Santo vs.The Killers from Other Worlds (aka Santo Contra Los Asesinos De Otros Mundos)
1973
Rubén Galindo
Several people important to the economic matters of Mexico are attacked by a greasy brown blob. Soon a ransom demand is made for ten million dollars in gold bars, or else more will die. The police balk, but the villains prove true to their word. The head of the plot is revealed, a madman named, Malkosh (Carlos Agostí), who has kidnapped a professor named, Bernstein (Carlos Suárez), Bernstein has discovered dangerous microorganisms in a moon rock, which Malkosh is using in his scheme.The police don’t know what to do, but Santo is on the scene and he has a plan...
In Soviet Mexico, sleeping bag unzip you. |
The blob monster is definitely a mixed bag (no pun intended), most of the time it is comically terrible. It’s obviously just three or four people crawling around under a gross brown sheet of stitched together Naugahyde. Occasionally, in combination with the grungy cheap photography, there is something unnerving about it. Seeing those figures encased in what looks like dirt encrusted skin, clammering over someone, turns what is at first, Santo vs. The Creeping Terror (1964) into Santo vs. Silent Hill. Then the movie switches back to the thing chasing El Enmascarado de Plata down a runway and it loses all credibility again.
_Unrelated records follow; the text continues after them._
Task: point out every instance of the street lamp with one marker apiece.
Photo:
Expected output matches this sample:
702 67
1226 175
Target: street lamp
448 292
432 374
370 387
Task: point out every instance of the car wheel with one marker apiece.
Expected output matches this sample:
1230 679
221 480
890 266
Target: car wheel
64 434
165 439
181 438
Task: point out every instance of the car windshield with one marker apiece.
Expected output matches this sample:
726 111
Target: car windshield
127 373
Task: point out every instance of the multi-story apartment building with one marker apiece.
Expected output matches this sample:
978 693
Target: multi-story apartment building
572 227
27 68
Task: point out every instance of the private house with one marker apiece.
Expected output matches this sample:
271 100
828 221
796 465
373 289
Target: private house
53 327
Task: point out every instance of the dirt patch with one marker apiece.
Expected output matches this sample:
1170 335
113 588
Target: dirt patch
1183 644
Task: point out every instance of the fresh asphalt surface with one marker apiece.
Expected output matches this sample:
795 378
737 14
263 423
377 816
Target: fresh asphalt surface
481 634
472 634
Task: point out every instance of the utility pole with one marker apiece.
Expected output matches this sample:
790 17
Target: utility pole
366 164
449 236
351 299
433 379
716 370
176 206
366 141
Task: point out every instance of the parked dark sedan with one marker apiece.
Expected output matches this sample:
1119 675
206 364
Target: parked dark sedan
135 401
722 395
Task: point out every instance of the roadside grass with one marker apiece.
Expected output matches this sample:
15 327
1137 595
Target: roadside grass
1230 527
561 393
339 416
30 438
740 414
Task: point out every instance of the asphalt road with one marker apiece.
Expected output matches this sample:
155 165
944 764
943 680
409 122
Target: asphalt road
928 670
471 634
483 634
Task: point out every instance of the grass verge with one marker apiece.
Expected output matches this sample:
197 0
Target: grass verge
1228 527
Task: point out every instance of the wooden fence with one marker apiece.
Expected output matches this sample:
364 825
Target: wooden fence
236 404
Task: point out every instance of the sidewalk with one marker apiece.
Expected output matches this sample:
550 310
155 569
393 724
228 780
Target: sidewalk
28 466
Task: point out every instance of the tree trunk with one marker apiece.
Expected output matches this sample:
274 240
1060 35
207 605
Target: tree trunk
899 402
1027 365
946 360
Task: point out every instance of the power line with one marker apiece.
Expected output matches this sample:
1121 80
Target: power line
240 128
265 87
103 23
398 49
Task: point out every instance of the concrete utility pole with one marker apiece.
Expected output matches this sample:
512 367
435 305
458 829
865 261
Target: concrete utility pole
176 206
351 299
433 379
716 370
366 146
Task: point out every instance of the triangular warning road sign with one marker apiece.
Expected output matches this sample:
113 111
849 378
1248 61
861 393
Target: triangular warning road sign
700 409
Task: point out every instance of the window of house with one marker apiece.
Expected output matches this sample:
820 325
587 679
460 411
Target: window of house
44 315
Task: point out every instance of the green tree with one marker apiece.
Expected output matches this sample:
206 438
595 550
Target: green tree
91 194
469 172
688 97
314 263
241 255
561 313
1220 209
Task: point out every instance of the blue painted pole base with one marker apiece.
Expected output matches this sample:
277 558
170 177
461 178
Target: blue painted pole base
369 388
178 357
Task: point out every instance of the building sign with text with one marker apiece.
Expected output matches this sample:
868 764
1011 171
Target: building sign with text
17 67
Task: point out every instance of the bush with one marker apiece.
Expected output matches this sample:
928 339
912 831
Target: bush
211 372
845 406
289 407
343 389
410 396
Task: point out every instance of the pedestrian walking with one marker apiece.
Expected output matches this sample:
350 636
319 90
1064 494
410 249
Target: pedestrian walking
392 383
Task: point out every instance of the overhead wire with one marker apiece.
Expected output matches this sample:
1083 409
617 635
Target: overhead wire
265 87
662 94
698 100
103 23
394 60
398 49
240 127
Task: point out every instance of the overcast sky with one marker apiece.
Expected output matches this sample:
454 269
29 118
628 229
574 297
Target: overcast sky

Santo vs. the Mildly Interesting Lamp |
The Killers from Other Worlds takes a plot that is weird, even by Santo standards, and never really succeeds as action, horror, or science-fiction. I admire the fact that even this late in the series, the creators weren’t above trying to create something approaching serious horror. I’m not sure anyone could make a good movie about a wrestler fighting a giant skinned couch, but Santo still tries, and puts a lot of heart into the effort.